In February 1938, NHL president Frank Calder terminated the professional-amateur agreement with the Canadian Amateur Hockey Association (CAHA) which limited signing contracts with junior ice hockey players. After a player suspended by the NHL was registered by a CAHA team, he met with CAHA vice-president W. G. Hardy without resolution, then told NHL teams that they could approach any junior player with a contract offer.

===Rule changes===
In September 1937, the NHL passed the 'icing' rule whereby teams could no longer shoot the puck the length of the ice to delay the game. Teams were allowed to continue to 'ice' the puck during penalties. The penalty shot was amended to remove the dots where the shot was to take place. Two new lines 30 feet from the goal were added instead. A player taking a penalty shot would start from the line closest to his own goal, skate with the puck and shoot before he crossed the penalty line nearest the opposition goal. After a puck was shot out-of-bounds, the location of the following faceoff was now to occur at the point where the shot was made, instead of where it exited the rink as was done until that time.

==Regular season==
Charlie Conacher was named captain of the Toronto Maple Leafs, and he had a big weekend at the expense of Chicago November 13 with a hat trick in a 7–3 win. He then scored 2 goals in a 3–3 tie. However, The Big Bomber ran into misfortune once more on November 18 in Montreal against the Canadiens when he dislocated his shoulder. The cycle of injuries had a cumulative effect on Conacher's nervous and physical condition and his doctor told him to retire from hockey. He did retire for the rest of the season, but would play again the next season, but was forever gone from the Leafs.

The New York Rangers lost their star center Neil Colville for a few games as the result of some horseplay that must have infuriated Lester Patrick. Defenceman Joe Cooper was pursuing a fad of slicing off neckties from teammates using a penknife. Colville threw up his hand only to receive a gash that required 11 stitches to close.

The New York Americans, with Ching Johnson and Hap Day to relieve Joe Jerwa and Al Murray on defence, were doing much better than usual. Earl Robertson, their new goaltender, was leading the Canadian Division in goaltending and ended up doing so at season's end. The Amerks also had Sweeney Schriner and Nels Stewart contributing in a nice way to the offence.

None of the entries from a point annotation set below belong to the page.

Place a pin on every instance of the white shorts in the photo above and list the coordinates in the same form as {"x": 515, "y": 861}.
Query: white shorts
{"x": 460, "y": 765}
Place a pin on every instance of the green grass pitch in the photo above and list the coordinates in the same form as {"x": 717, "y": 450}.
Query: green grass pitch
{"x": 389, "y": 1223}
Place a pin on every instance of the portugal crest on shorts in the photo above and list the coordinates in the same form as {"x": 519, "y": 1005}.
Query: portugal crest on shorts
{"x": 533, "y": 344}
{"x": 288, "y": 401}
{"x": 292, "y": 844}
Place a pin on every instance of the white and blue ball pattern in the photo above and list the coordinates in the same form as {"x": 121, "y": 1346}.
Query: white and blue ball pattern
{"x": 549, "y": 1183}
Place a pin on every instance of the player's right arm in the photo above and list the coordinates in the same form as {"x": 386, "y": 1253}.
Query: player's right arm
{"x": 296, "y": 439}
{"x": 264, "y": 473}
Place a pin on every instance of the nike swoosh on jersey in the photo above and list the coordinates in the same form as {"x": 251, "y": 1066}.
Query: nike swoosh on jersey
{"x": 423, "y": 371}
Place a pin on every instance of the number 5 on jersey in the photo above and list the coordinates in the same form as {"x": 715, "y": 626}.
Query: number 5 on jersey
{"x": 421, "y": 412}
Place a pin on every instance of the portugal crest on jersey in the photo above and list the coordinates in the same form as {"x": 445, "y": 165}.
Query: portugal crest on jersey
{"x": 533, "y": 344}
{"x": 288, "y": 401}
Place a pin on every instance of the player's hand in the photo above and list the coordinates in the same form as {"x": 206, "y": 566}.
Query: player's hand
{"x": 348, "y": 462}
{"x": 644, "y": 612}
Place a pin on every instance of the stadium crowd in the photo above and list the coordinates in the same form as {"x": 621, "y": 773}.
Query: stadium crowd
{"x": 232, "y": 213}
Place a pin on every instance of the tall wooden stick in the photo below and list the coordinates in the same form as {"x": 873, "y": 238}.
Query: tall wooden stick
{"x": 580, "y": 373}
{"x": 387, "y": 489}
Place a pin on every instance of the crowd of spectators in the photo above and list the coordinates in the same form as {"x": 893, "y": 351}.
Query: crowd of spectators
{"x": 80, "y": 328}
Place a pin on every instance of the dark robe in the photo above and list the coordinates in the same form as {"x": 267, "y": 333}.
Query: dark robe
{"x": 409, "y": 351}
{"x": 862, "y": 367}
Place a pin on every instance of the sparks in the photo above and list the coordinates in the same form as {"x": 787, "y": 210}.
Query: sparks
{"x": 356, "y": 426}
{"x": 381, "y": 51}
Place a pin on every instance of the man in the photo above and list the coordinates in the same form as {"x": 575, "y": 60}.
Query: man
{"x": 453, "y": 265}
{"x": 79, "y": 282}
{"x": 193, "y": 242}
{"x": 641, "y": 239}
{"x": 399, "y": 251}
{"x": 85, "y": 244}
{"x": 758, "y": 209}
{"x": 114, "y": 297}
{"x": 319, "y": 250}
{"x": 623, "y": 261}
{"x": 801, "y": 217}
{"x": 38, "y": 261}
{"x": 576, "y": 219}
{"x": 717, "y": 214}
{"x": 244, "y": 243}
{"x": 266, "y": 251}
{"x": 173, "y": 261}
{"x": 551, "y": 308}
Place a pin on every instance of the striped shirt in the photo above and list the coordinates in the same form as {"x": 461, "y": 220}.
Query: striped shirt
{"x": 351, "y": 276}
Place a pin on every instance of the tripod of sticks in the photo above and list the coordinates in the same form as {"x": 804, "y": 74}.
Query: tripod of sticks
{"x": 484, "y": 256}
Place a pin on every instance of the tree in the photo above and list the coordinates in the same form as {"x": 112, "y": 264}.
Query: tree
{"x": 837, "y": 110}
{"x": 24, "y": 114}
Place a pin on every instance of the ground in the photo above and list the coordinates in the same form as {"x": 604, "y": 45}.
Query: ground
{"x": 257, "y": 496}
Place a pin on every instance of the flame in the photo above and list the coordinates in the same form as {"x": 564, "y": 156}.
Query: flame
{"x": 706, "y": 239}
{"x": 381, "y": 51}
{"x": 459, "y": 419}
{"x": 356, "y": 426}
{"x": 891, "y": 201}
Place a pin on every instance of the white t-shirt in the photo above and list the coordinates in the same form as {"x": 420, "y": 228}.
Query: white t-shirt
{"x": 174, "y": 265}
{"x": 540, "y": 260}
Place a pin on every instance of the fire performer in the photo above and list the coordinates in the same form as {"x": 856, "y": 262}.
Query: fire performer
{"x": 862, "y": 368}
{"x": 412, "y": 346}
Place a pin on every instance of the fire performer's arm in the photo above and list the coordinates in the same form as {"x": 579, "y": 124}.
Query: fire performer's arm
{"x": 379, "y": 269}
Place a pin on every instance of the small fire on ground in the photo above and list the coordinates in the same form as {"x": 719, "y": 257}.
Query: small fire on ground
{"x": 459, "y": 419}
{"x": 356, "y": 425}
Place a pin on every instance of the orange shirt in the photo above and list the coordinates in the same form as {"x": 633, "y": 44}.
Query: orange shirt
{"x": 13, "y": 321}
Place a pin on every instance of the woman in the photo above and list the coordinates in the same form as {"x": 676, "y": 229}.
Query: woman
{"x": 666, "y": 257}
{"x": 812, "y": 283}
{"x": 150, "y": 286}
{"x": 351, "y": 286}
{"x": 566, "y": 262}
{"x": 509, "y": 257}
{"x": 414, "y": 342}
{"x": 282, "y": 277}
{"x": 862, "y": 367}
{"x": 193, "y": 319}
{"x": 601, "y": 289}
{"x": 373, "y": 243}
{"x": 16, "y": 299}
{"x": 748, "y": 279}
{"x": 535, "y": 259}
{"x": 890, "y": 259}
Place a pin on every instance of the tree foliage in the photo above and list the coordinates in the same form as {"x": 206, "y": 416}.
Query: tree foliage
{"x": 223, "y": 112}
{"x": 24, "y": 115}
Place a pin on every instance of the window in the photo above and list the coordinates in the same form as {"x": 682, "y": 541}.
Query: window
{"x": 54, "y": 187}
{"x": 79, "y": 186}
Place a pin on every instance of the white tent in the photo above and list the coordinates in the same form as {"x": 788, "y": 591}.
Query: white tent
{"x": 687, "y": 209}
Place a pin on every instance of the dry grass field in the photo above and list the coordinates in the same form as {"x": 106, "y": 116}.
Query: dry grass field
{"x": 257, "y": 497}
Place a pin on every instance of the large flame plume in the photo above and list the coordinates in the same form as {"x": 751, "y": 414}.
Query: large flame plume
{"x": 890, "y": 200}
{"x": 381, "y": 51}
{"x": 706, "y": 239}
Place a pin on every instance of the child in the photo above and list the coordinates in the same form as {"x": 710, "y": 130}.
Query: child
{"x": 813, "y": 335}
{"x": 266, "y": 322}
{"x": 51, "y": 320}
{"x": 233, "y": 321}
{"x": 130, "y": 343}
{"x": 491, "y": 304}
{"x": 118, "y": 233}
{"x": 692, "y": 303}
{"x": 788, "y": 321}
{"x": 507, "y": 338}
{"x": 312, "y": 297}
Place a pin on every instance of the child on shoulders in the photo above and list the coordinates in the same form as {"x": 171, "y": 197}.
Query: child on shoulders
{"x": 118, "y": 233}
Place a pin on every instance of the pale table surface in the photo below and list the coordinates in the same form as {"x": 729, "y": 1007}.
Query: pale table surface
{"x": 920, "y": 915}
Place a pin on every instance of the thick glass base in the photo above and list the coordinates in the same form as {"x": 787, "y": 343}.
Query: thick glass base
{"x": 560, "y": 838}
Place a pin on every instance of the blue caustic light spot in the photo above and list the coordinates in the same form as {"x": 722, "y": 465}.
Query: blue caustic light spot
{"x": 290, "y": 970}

The Montreal Maroons, coached at first by King Clancy, settled into last place and president and general manager Tommy Gorman decided he would take over as coach. He did even worse and the fans stayed away. Although the team did badly, one highlight was an 11–7 win over their rivals, the Canadiens, and Baldy Northcott had a hat trick in the game. There seemed to be nothing Gorman could do to revitalize the team and at one stretch the team lost 8 straight games. On March 17, 1938, the Maroons played their last game against their rivals, the Canadiens.

Detroit was the shockingly bad team of the American Division. After winning the Stanley Cup in 1937, they were reclining in the cellar of the Division. They had one bright moment when Carl Liscombe set a record for the fastest hat trick to this time (since broken by Bill Mosienko). Liscombe scored three goals in 1 minute and 52 seconds in a 5–1 win over Chicago.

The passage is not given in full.